Aaron Swartz Case Dismissed Posthumously By US District Court
Though it's not the posthumous complete reprieve from the crimes he'd been accused of that his followers, friends, and family had wished for, Aaron Swartz's court case has been dismissed due to his death. The man known as Aaron Swartz was found to have ended his own life just this past week, his legacy of pushing for freedom of information appearing very much to be living on in his wake. The announcement this week from the US District Court stops the case that accused Swartz of involvement in the theft of digital documents from JSTOR, a journal archive, a case where he faced decades in prison time if found guilty.
It is US Attorney for the United States District Court for the District of Massachusetts Carmen Ortiz who called for the end to this case due to the untimely death of its defendant. The official filing reads as follows and makes the situation extremely clear, if not abundantly oversimplified:
"Pursuant to FRCP 48(a), the United States Attorney for the District of Massachusetts, Carmen Ortiz, hereby dismisses the case presently pending against Defendant Aaron Swartz. In support of this dismissal, the government states that Mr. Swartz died on January 11, 2013." – Document 105, Case 1:11-cr-10260-NMG, filed 1/14/2013
Aaron Swartz was a co-writer of the original specifications for RSS (Rich Site Summary aka Really Simple Syndication) back when he was 14 and creator of one of the original pieces of Reddit, that being his own "Infogami." BoingBoing's Cory Doctorow, a friend of Swartz's, lets us know in a tribute that in Swartz "singlehandedly liberated 20% of U.S. law" by spending "a small fortune" on pay access to a government-run site called PACER where he moved court records from that site to a public site – legal, but costly.
Swartz founded Demand Progress, fought the Stop Online Piracy Act (SOPA) and the Protect IP Act (PIPA) (both of which he was instrumental in helping bring down), and became entangled in a case which would ultimately (or so it seems) lead to him taking his own life. This case (that was just dismissed) suggested that Swartz used MIT's computer networks to download 4 million (or more) articles from the digital library of academic journals known as JSTOR back in 2010 and 2011. The initial claims can still be found at the US Attorney's Office for the District of Massachusetts.

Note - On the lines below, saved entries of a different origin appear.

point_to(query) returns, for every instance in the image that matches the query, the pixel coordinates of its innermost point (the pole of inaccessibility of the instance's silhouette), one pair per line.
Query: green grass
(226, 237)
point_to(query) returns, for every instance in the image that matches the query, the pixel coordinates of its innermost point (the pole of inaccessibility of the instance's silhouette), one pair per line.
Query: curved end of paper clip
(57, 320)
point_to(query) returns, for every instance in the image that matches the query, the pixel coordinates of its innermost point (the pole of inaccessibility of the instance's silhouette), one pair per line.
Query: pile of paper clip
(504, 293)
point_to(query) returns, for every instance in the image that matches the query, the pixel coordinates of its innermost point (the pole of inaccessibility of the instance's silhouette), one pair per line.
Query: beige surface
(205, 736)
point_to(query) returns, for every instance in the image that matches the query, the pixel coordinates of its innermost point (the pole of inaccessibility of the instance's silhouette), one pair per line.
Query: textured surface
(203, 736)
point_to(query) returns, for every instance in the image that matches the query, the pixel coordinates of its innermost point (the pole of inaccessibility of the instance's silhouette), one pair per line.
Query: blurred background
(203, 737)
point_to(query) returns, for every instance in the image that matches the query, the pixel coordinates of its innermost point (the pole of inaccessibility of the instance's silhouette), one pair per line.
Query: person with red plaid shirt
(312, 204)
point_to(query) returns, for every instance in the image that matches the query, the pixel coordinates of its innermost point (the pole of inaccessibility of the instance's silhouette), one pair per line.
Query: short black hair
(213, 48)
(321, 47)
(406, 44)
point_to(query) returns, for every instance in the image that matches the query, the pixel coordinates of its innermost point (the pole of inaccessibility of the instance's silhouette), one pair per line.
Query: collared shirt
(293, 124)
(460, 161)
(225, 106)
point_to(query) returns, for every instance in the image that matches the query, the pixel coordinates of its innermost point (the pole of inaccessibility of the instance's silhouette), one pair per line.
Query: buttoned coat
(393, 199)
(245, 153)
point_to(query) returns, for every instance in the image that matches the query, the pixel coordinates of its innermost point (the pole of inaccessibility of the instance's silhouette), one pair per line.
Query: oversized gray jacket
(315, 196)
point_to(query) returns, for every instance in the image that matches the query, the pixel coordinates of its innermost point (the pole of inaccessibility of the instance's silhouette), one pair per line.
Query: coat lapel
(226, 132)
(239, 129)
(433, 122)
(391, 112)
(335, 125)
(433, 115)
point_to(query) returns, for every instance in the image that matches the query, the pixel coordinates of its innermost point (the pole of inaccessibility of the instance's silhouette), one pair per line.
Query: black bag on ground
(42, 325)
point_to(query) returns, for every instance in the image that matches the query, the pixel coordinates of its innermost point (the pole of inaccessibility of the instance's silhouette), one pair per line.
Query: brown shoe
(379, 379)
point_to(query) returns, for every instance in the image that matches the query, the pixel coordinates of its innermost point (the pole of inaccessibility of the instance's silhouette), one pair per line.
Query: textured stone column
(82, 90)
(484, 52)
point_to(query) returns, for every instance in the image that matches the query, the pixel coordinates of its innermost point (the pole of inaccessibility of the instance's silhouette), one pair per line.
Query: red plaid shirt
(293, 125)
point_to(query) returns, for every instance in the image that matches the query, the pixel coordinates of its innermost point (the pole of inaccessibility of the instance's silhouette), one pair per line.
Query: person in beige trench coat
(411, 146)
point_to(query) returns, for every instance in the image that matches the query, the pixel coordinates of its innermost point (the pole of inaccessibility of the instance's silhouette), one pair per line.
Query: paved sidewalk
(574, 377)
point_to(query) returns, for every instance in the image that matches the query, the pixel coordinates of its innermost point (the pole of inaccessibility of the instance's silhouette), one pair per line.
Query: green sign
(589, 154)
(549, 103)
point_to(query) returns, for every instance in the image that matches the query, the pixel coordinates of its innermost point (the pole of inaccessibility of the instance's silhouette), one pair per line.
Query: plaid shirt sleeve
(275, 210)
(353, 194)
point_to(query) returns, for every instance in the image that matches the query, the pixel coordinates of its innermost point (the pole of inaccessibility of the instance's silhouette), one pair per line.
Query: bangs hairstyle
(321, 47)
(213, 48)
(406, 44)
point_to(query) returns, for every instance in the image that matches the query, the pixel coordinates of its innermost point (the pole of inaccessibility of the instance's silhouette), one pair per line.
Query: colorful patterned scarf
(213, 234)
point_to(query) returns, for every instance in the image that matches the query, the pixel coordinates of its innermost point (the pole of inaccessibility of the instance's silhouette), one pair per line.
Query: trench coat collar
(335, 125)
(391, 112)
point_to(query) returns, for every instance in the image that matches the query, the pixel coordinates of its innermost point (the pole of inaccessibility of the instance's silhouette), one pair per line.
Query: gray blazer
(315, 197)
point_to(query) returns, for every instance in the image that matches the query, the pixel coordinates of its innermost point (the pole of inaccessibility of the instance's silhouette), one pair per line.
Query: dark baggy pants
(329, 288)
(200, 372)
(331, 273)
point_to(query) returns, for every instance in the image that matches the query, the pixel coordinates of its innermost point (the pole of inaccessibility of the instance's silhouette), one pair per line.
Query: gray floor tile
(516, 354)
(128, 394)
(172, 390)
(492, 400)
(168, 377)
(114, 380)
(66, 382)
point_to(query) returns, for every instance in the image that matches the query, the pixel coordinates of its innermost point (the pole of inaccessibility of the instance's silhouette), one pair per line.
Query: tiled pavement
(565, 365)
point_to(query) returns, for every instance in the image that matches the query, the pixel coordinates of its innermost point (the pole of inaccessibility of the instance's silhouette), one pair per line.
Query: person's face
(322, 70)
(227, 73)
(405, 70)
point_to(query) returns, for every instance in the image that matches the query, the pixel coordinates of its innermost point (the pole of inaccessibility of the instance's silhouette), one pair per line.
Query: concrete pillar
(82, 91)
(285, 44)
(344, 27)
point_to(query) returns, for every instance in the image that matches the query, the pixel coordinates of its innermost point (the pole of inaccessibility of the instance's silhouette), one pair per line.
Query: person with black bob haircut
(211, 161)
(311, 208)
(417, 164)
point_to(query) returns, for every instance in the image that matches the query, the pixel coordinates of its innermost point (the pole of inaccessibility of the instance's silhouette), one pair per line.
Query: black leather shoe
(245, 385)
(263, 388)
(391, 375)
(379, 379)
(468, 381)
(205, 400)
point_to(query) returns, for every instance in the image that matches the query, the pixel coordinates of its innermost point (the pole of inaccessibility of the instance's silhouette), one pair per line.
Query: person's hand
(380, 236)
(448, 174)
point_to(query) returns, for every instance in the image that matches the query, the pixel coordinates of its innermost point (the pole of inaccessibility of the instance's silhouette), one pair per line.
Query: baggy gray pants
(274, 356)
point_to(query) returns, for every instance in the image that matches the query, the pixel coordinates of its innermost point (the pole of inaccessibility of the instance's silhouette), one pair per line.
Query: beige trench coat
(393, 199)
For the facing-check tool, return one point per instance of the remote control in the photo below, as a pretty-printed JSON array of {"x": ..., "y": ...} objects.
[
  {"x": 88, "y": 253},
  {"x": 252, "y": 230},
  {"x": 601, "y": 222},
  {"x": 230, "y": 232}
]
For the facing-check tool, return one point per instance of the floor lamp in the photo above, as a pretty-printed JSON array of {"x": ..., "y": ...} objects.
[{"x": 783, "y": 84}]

"The indictment alleges that between September 24, 2010, and January 6, 2011, Swartz contrived to break into a restricted computer wiring closet in a basement at MIT and to access MIT's network without authorization from a computer switch within that closet. He is charged with doing this in order to download a major portion of JSTOR's archive of digitized academic journal articles onto his computers and hard drives. JSTOR is a not-for-profit organization that has invested heavily in providing an online system for archiving, accessing, and searching digitized copies of over 1,000 academic journals. It is alleged that Swartz avoided MIT's and JSTOR's security efforts in order to distribute a significant proportion of JSTOR's archive through one or more file-sharing sites." – US Attorney's Office for the District of Massachusetts
Though JSTOR declined to prosecute and "urged the government to drop the case" according to CNN, Swartz was going to be tried for "wire fraud, computer fraud, unlawfully obtaining information from a protected computer, and recklessly damaging a protected computer."
Christopher Soghoian, principal technologist and a senior policy analyst at the ACLU, summed up the situation as follows:
"These are the kinds of things you'd assume the government would use in a serious hacking case — identity theft, millions of credit card numbers stolen, hacking into protected government databases or corporate networks. Aaron was accused of downloading too many articles from a website that anyone connected to the MIT network could log into." – Soghoian
Now that Swartz is no longer on trial, those that teamed up with him while he was alive will continue to push for a more open system for the distribution of information across the web in as free a manner as possible. Though Swartz's death was tragic, his public persona's goals will be sought with his life and acts as a catalyst for change through the future – this isn't the last you'll hear his name.